[swift-evolution] [Pitch] Remove bit shift traps
Dany St-Amant
dsa.mls at icloud.com
Fri Mar 18 07:10:58 CDT 2016
> Le 18 mars 2016 à 07:03, Haravikk via swift-evolution <swift-evolution at swift.org> a écrit :
>
> Since the trap represents a possible mistake, I think it’s better to keep it. However, we could have &<< and &>> operators that return the suggested defaults? This would also be more explicit that there is extra behaviour on the operation (so it may be a tiny bit slower than << and >>).
Behaviour-wise, this &operator would be quite different that the other ones, as it doesn't handle overflow of the result, but an invalid rhs. If the meaning of &operator is that flexible, I think it may be better to use &<< and &>> for the missing rotate operator.
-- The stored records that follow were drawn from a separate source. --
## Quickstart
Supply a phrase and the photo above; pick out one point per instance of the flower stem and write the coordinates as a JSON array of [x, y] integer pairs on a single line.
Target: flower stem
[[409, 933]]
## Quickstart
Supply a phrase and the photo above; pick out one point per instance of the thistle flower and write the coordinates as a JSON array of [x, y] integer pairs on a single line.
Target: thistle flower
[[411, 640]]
I cannot say that I have ever had a use for rotate in high level language, but it have been quite useful in assembly.
Dany
>
>> On 18 Mar 2016, at 05:34, Patrick Pijnappel via swift-evolution <swift-evolution at swift.org> wrote:
>>
>> Currently, bit shifting with an amount greater than or equal to the size of the type traps:
>>
>> func foo(x: Int32) {
>> let y = x << 32 // Runtime trap (for any << or >> with amount >= 32)
>> }
>>
>> I propose to make this not trap, and just end up with 0 (or ~0 in case of right-shifting a negative number):
>> Unlike the traps for integer arithmetic and casts, it is obvious what a bitshift past the end does as fundamentally the behavior stays the same.
>> If the intention is to make it analogous with multiplication/division by 2**n, the checks don't really change anything. Right shift are still identical to divisions by 2**n. Left shifts are like multiplication by 2**n but with different overflow behavior, which is already the case with the current rules (e.g. Int.max << 1 doesn't trap)
>> It could lead to bugs where users expect this to work, e.g. the following crashes when the entire buffer is consumed: buffer = buffer << bitsConsumed
>> Bitshift are often used in performance-sensitive code, and with the current behavior any non-constant bit shift introduces a branch.